The translation into a problem in algebra is achieved by considering the so-called coordinate algebra of the geometric space. A symmetry of the space then precisely corresponds to an automorphism of the coordinate algebra. An automorphism of an algebra is a map from the algebra to itself that preserves the additive and multiplicative structure of the algebra and that has an inverse - just as a symmetry is a map from the space to itself which preserves geometric structure (e.g. angles and lengths) and is "undo-able". The set of automorphisms of an algebra forms a group under composition, so our original question is reformulated as one of describing the automorphism group of the coordinate algebra of our space.

This is a classical problem - and is very hard in general. The example of the plane is rather misleading, as for three dimensions and above, the automorphism group has been proved to contain "wild" elements; that is, automorphisms that cannot be described in elementary terms as above.

So this is not the problem we propose to address.
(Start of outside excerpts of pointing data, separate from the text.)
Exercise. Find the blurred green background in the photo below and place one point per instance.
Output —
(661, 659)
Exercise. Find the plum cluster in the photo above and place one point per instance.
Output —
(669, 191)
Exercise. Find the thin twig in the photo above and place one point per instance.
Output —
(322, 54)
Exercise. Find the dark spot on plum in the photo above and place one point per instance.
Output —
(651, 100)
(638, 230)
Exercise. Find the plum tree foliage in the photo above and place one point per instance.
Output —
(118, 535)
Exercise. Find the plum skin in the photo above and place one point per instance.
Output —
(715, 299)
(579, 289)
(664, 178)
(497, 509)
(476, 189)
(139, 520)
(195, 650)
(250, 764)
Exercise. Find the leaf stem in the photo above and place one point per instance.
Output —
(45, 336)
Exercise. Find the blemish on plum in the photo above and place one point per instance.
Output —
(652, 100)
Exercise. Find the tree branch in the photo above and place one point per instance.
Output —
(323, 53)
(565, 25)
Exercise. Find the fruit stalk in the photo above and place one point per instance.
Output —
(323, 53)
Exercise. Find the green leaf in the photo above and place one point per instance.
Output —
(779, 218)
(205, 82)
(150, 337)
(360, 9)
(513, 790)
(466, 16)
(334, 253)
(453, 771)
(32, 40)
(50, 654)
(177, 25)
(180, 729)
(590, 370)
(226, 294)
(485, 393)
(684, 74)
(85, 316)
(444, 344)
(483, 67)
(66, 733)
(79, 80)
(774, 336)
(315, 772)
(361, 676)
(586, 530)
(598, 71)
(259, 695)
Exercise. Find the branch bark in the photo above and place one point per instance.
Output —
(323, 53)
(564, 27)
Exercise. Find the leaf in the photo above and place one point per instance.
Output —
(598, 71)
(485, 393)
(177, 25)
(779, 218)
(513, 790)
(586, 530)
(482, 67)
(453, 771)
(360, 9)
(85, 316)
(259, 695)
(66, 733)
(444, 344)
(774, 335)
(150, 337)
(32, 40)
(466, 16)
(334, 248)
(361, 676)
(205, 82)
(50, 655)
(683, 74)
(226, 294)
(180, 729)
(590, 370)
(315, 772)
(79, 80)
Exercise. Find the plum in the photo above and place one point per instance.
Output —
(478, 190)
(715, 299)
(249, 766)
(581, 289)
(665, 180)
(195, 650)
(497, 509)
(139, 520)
Rather, our interests lie in the world of noncommutative algebraic geometry. (The coordinate algebras referred to above are in particular commutative algebras.) Here there is a well-known but not well understood phenomenon of symmetry breaking. Noncommutative or "quantum" spaces are usually more rigid than their classical commutative counterparts, in the sense that they have fewer symmetries. More precisely, noncommutative coordinate algebras typically have smaller automorphism groups.

This leads naturally to the following question: where has the symmetry gone? The aim of this project is to provide an answer, showing that the "hidden" symmetries are recoverable as isomorphisms between different quantizations of the space.

In technical language, we have an automorphism groupoid ("a group with many objects") that reduces to the original automorphism group in the classical limit. Constructing this groupoid, even for small examples, requires techniques from the spectrum of pure mathematics, includng noncommutative algebra, algebraic geometry and cohomology theory among others.

Our goal is to fully understand this groupoid for certain quantizations. Specifically, we shall consider the plane, higher-dimensional affine spaces and some other carefully chosen examples. In doing so we shall develop general theory that can be applied to many further spaces and their quantizations.